Before meeting the guys from Scotch Beef, I hadn’t appeciated what the differences are between Scotch Beef and Scottish Beef, below is the definiton from their website:
Scotch Beef PGI (Protected Geographical Indication) is specially selected beef from Scotland. In a nut shell, Scotch Beef PGI is sourced from selected Scottish farms that must adopt best practice regarding animal welfare and natural production methods. We believe that our selection method leads to the best beef for taste and quality. The PGI (Protected Geographical Indication) is your guarantee of a genuinely authentic product.
Scottish beef is ordinary beef from Scotland. It refers to beef from any cattle that have been born, reared and processed in Scotland without our quality guarantees. It holds no PGI status. To ensure you get the best possible beef from Scotland, choose Scotch Beef PGI.
Having been sent some “Hough” from Scotch Beef, no I didn’t know it meant shin either, I decided to create a recipe that would make the perfect alternative Sunday lunch with a Scottish influence.

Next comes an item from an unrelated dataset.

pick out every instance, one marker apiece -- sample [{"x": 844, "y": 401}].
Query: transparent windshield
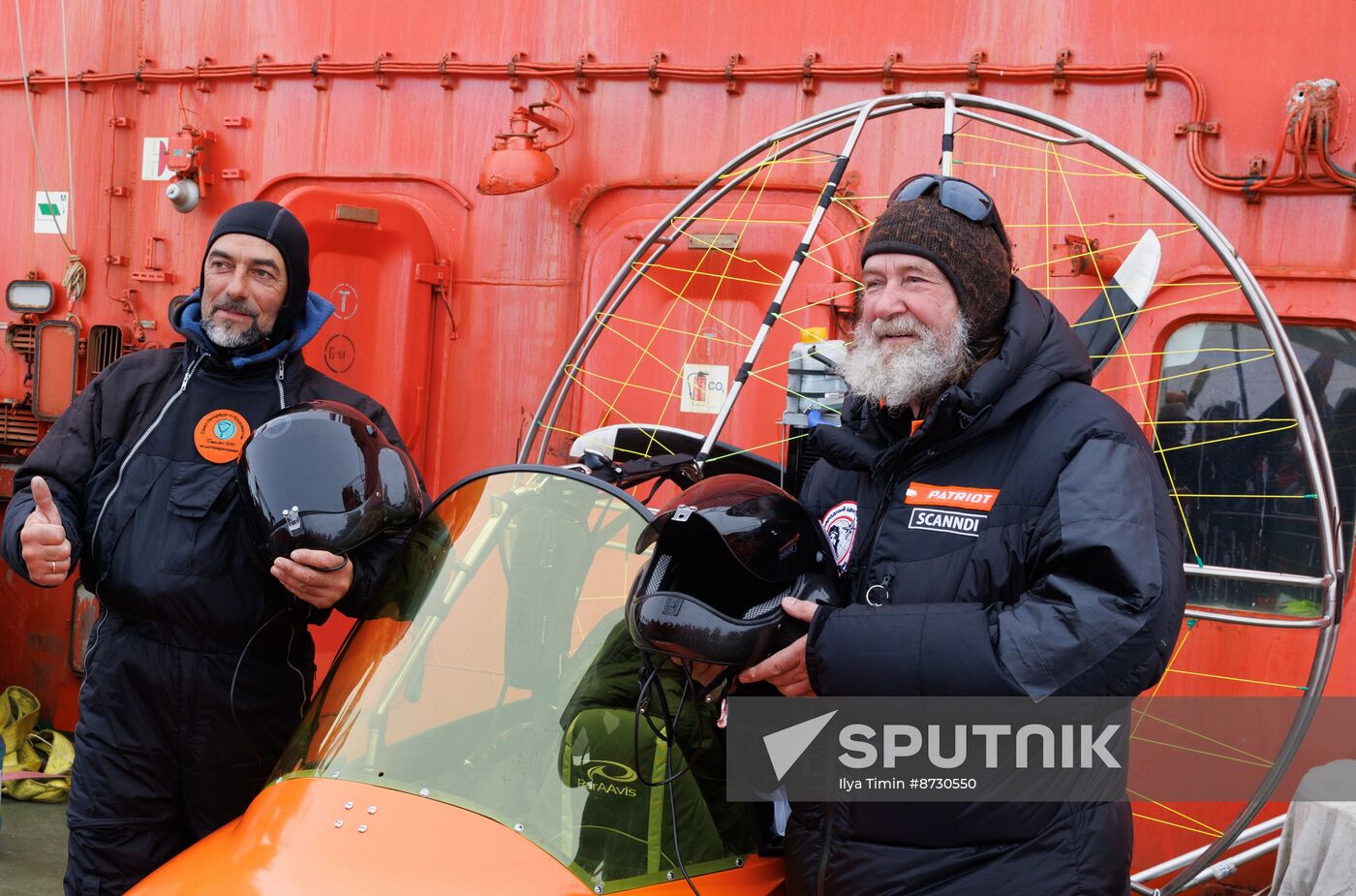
[{"x": 501, "y": 678}]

I actually took inspiration from Kerry Teakle who won the “Best readers recipe” with her whisky, orange and almond cake. So here is my Scotch beef with whisky, ale and barley. In other words a great excuse to eat superb quality beef, using my favourite cut cooked for about four hours in a low oven. If the Scotch influence of using pearl barley, Scotch whiskey and Brew Dog Punk IPA isn’t enough, I am sure you could throw in some neeps along with your leeks. Finish off with a crunchy crumb garnish and serve with greens and bread or potatoes for the deeply flavoured boozy sauce.
I was a guest of Scotch Beef at #OFMAwards2016. All views my own.